倘若他死了,那还有谁会去在乎那个人的生死?
凶手不会在乎,官差根本就不知道,更无从在乎!
那么阴十七呢?
纪光发抓着脑袋的头发,自脑海中挣扎出来,他眼微微泛红地看向阴十七:
“倘若我告诉你,你会在乎我所在乎的人么?”
阴十七没有催促纪光发,连姜大朋想要开口都让她制止了。
她知道纪光发需要脑子乱一乱,而她的话是针对他所在乎的人说出来的狠话,那是最坏的结果。
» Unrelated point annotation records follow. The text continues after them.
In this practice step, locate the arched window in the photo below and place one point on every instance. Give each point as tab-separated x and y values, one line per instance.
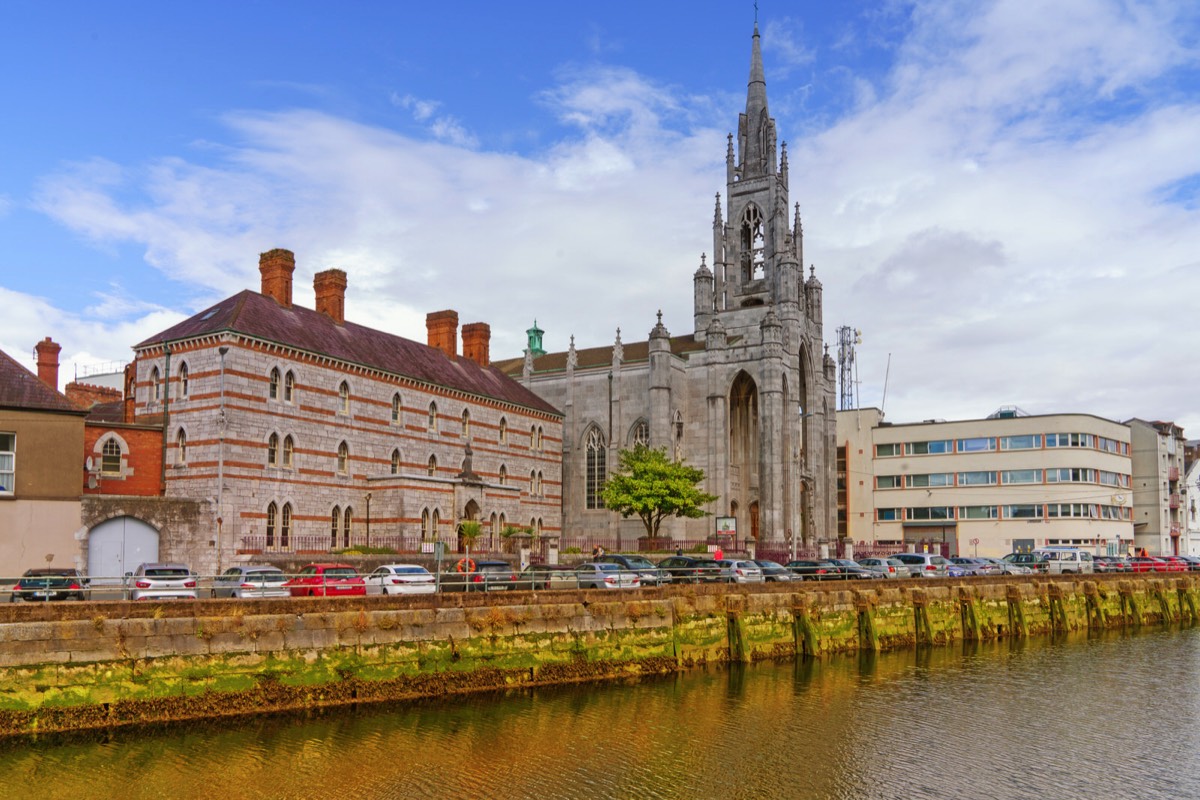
597	457
286	525
343	458
111	457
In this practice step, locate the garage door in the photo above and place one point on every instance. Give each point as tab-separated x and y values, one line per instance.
119	546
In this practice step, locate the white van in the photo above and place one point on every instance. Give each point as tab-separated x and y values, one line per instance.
1066	560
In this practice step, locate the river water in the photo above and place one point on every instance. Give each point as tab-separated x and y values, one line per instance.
1105	716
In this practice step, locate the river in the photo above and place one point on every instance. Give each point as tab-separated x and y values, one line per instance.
1113	715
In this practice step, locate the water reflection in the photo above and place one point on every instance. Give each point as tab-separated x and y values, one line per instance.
1107	715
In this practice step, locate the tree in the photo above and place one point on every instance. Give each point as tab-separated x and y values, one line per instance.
652	486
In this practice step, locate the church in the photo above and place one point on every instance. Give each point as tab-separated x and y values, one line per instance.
748	396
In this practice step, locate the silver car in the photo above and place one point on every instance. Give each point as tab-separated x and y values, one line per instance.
161	582
249	581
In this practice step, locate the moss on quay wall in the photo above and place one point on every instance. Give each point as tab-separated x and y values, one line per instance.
76	666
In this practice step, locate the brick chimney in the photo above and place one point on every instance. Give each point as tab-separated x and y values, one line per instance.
475	340
276	268
48	361
330	288
443	331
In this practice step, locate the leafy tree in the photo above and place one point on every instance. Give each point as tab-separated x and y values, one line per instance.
652	486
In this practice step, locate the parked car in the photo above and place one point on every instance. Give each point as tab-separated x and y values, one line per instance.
605	575
327	581
775	572
889	567
647	572
161	582
689	569
925	565
540	577
249	581
401	579
739	571
49	584
1033	563
481	576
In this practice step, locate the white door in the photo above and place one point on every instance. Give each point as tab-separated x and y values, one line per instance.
119	546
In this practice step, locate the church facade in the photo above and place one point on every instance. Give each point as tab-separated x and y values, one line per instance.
748	396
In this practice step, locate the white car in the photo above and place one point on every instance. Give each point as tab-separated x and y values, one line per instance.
401	579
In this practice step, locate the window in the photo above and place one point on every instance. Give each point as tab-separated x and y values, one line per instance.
595	456
978	444
111	458
929	447
1027	441
286	524
977	477
978	512
7	463
935	479
1027	511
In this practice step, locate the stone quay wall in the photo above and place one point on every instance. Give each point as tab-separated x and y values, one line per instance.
73	666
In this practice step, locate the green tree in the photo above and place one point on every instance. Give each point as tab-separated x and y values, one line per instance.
653	487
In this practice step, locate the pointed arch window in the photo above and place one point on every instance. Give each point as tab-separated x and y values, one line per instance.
595	456
111	457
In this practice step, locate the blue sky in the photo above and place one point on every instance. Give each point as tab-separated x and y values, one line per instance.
1005	199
她从来都是把最坏的结果想到,无论是她自已,还是旁人的,都会想到。
而无疑这样料想最有可能的最坏结果,拿来对付死鸭子死嘴,死活不肯说出实情的纪光发,她觉得很适合,半点觉得罪恶感也没有。
何况这也不是诓骗,这是最有可能发展趋势的最坏结果。
将最坏的结果也想到,那便可以在那个最坏结果来临之前,想尽法子去防范、阻止、打败!
听着纪光发眼里泛着泪光看着她,问着那句几近是要她一句承诺的话,阴十七明明就是在等这一刻,可她却突然有点退缩了。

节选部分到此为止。